Most of the projects conform with the Energy Master Plan adopted by the Christie administration, which stresses the need to expand both the natural gas and electricity transmission lines crisscrossing the state, as well as promote the development of new natural-gas-fired power plants. The administration also wants to prevent any new coal-fired plants from operating in New Jersey.
B.L. England’s plant was one of the few remaining coal-fired facilities in New Jersey, a unit many of the same groups opposing the natural gas pipeline had long sought to shut down. Now, they’re objecting to repowering the unit with natural gas — a much cleaner fuel than coal — saying it is still a fossil fuel that will contribute to global climate change.
Most of all, the groups argued that the pipeline project violates regulations written to protect the Pinelands, an argument the four Governors implicitly endorsed.
In their letter, they said the Pinelands program will only work over the long term if the plan is implemented consistently.
“Only then will utility companies, developers, and others in government and industry form their own long-range plans to comply with the Pinelands vision,’’ the governors wrote. “Indeed, the need to set out clear and stable guidance for infrastructure development such as pipelines was one of the principal motivations behind the Pinelands legislation and Plan. For these reasons, we urge the commission to stick to the Plan in this case.’’
The former governors have a huge stake in preservation of the Pinelands, which they described “as one of New Jersey’s most precious resources’’ and the nation’s most successful program “to save vulnerable natural resources in the context of a crowded and vibrant state.’’

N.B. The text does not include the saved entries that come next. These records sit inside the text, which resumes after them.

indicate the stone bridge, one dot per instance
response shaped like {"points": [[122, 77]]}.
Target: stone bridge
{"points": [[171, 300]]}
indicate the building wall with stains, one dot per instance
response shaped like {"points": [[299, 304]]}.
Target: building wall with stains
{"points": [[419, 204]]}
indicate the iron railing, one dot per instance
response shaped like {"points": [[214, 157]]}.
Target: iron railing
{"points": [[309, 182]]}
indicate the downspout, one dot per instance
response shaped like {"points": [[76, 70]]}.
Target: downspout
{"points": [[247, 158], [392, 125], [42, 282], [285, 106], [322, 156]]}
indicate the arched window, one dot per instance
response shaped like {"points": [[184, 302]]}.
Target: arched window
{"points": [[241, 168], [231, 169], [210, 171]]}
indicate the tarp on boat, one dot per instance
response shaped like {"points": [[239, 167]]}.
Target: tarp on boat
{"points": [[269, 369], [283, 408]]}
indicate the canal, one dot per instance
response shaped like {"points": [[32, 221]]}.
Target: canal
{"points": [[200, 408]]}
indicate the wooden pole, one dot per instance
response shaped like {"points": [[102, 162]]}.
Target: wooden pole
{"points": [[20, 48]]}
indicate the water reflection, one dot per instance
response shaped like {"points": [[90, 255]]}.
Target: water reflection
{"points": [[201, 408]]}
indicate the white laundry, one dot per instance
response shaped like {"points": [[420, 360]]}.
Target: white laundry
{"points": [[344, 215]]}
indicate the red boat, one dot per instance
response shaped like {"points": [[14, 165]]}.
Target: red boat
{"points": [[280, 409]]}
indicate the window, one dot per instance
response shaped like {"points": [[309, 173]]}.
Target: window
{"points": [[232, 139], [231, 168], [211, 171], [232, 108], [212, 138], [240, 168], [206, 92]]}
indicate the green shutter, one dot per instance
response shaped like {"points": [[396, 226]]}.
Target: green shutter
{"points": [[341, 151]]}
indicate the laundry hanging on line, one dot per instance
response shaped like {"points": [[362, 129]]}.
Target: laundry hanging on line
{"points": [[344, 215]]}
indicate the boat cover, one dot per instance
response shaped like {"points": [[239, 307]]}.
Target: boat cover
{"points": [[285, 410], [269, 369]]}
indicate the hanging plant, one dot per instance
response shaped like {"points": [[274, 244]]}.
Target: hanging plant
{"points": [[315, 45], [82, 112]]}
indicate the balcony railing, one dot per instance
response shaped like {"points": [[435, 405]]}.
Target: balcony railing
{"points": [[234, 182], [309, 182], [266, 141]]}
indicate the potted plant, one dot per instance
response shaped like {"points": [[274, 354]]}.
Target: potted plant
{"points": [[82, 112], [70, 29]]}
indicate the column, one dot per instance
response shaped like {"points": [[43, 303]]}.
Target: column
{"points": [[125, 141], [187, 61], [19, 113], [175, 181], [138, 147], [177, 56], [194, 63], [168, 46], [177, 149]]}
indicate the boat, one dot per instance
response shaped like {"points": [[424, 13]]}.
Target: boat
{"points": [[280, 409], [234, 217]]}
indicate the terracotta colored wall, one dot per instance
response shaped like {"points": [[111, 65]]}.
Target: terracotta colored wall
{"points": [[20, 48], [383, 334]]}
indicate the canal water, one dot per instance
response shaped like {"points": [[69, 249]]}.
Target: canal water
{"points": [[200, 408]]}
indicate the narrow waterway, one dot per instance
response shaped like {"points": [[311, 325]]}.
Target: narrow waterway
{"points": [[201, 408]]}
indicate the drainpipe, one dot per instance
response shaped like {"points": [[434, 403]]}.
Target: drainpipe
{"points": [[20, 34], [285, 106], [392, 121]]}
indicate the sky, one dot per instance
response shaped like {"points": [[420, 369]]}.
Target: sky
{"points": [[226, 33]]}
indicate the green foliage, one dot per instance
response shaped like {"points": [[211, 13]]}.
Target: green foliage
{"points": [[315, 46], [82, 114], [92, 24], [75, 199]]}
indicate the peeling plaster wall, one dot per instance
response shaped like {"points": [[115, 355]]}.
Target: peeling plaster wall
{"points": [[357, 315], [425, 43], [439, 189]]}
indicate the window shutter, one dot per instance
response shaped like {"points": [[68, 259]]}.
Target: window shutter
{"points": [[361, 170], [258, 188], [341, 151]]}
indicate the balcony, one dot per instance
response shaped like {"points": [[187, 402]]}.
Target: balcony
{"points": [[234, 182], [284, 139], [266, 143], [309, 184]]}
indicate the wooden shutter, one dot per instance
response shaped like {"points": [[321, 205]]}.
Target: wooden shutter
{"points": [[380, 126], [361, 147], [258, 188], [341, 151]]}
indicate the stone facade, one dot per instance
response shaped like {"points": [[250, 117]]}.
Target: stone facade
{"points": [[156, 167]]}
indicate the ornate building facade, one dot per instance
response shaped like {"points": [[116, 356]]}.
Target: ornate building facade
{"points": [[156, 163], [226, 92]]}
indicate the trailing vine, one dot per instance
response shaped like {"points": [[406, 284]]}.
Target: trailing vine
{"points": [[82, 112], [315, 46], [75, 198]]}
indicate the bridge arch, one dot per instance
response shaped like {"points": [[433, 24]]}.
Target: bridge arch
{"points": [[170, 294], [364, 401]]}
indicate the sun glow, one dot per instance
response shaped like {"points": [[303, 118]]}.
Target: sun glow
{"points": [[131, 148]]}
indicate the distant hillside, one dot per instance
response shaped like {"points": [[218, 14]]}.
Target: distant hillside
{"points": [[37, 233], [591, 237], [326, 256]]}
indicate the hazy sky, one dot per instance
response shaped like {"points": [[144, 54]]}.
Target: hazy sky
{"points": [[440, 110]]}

Kean, as an assemblyman sponsored the law preserving the Pinelands, a measure Byrne signed into law. Florio, as a congressman, pushed through legislation adding federal protections to safeguard more than 1 million acres of the preserve. He later served as chairman of the Pinelands Commission. Whitman signed into law a long-term stable funding source for protection of open spaces.
The agreement on the letter is striking giving the history of the four governors. In the past, they have been foes. Kean defeated Florio to win his first gubernatorial term. Whitman defeated Florio when he sought reelection after his first term.
A call to the Pinelands Commission was not returned.
Asked to comment, Dan Lockwood, a spokesman for South Jersey Gas, issued a statement.
“This pipeline is necessary to improve reliability for the 140,000 South Jersey residents in Atlantic and Cape May counties and will provide significant environmental improvements for B.L. England generating station by transitioning it from coal to natural gas. The pipeline will run adjacent to existing highways and avoids environmentally sensate areas in the Pinelands Forest,’’ according to the statement.
Violating the Plan
Environmentalists say the project still violates provisions of the Pinelands Comprehensive Management Plan.
“When the commission gives special exceptions for powerful players, it undermines the whole Pinelands protection project and raises the question why anyone should respect its decision,’’ said Jaclyn Rhoads, assistant executive director for the Pinelands Preservation Alliance. “This will not be the last project looking for an exception to go through the Pinelands.’’
Among other things, the environmental groups were angry at an $8 million payment from South Jersey Gas to compensate the commission and to move the project forward.
“Eight million dollars is clearly selling the Pinelands short,’’ said Doug O’Malley, director of Environment New Jersey.